Emsal Mahkeme Kararı İstanbul Bölge Adliye Mahkemesi 12. Hukuk Dairesi 2019/2250 E. 2022/403 K. 17.03.2022 T.

Görüntülediğiniz mahkeme kararı kesinleşmiş bir karardır.

T.C.
İSTANBUL
BÖLGE ADLİYE MAHKEMESİ
12. HUKUK DAİRESİ
DOSYA NO: 2019/2250
KARAR NO: 2022/403
T Ü R K M İ L L E T İ A D I N A
İ S T İ N A F K A R A R I
İNCELENEN KARARIN
MAHKEMESİ: İSTANBUL 18. ASLİYE TİCARET MAHKEMESİ
TARİHİ: 17/06/2019
NUMARASI: 2018/44 Esas – 2019/591 Karar
DAVA: İtirazın İptali
İSTİNAF KARAR TARİHİ: 17/03/2022
Davanın kısmen kabulüne ilişkin verilen kararın davacı vekili tarafından istinaf edilmesi üzerine düzenlenen rapor ve dosya kapsamı incelenip gereği görüşülüp düşünüldü;
DAVA: Davacı vekili; müvekkili şirket nezdinde taşıma işleri yüklenicisi sorumluluk poliçesi sigortası kapsamında sigortalı … A.Ş.’nin alt taşıyıcı olarak … A.Ş.’ye ait salçaların … plakalı araçla taşınması işini üstlendiğini, 10.01.2016 tarihinde … plakalı aracın sürücüsünün sol şeritte aynı istikamette seyreden sigortalı … plakalı araca arkadan çarpmasının etkisiyle … plakalı aracın kontrolden çıkarak sağ şeritte aynı istikamette seyreden … plakalı araca çarparak trafik kazası meydana geldiğini, kaza sonucu hasara uğrayan, müvekkili şirket nezdinde taşıma işleri yüklenicisi sorumluluk poliçesi kapsamında sigortalı mallar için 12.07.2016 tarihinde 15.088,75 TL tutarındaki hasar tazminatının müvekkili şirket tarafından ödendiğini, taşıma işleri yüklenicisi sorumluluk poliçesi kapsamındaki bu ödeme ile müvekkili şirketin TTK’nın 1472. maddesinde yer alan halefıyet hükmü uyarınca, sigortalısının haklarına halef olduğu, müvekkil şirket tarafından ödenmiş olan hasar tazminatının davalılardan rücuen tahsili amacıyla İstanbul … İcra Dairesi’nin … Esas sayılı dosyası ile icra takibi başlatıldığını, davalıların icra takibine haksız olarak itiraz ettiklerini belirterek davalıların haksız ve hukuka aykırı itirazlarının iptali ile takibin devamına karar verilmesini talep ve dava etmiştir.

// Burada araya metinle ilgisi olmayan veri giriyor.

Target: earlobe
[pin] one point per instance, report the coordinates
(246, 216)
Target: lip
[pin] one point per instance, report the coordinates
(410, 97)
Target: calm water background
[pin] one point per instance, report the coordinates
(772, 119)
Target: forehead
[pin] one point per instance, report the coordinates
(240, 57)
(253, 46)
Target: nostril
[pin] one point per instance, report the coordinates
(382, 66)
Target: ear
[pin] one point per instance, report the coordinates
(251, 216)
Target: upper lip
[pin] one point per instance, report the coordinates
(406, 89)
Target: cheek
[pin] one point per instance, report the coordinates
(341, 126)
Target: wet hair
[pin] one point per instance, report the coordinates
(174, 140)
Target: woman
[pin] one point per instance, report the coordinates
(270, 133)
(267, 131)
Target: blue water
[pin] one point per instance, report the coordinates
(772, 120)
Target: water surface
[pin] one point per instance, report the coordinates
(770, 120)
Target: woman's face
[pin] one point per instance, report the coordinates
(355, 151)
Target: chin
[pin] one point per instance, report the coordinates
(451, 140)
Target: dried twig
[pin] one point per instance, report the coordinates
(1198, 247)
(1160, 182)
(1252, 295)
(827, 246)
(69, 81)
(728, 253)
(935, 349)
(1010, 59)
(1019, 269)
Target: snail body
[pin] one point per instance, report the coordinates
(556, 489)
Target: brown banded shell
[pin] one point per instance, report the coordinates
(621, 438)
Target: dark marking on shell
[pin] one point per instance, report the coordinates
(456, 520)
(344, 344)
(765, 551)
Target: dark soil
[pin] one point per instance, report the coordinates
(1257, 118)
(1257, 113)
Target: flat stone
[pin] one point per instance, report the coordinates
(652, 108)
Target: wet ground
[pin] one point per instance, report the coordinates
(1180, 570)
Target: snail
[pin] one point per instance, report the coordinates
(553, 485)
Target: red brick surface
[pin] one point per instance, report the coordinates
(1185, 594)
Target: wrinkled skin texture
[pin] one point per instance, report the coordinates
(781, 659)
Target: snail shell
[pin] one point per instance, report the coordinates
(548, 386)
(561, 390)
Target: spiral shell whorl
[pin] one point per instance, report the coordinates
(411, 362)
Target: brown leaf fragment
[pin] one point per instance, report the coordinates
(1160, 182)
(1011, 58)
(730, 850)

CEVAP: Davalılar vekili; 10.01.2016 tarihinde mülkiyeti … Ltd Şti.’ne ait … plakalı aracın …’ın sevk ve idaresindeyken, mülkiyeti müvekkil …’a ait diğer müvekkil …’ın sevk ve idaresinde bulunan … plakalı araca, Balıkesir istikametinden Susurluk istikametine doğru seyir halindeyken, 186 Km hız ile arkadan çarpması neticesinde söz konusu trafik kazasının meydana geldiğini, kazada … plakalı aracın % 100 kusurlu bulunduğunu, bu hususun kolluk tutanağından ve … plakalı araç sürücüsü … hakkında taksirle bir kişinin yaralanmasına neden olma suçundan dolayı hakkında açılan Balıkesir 5. Asliye Ceza Mahkemesi’nin 2016/318 Esas sayısı ceza dava dosyasındaki iddianameden anlaşıldığını, Türk Ticaret Kanunu ve Borçlar Kanununun ilgili maddeleri gereğince meydana gelen zarardan sorumluluğun kusura göre paylaştırılması gerektiğini, trafik kazasında müvekkillerin herhangi bir kusuru olmadığını, davacının … plakalı araç malikine veya bu aracın trafik sigortacısı olan … Sigorta’ya rücu etmesi gerektiğini, müvekkillere yapılan icra takibi ve akabinde açılan huzurdaki davanın haksız olduğunu belirterek davanın reddine karar verilmesini talep etmiştir.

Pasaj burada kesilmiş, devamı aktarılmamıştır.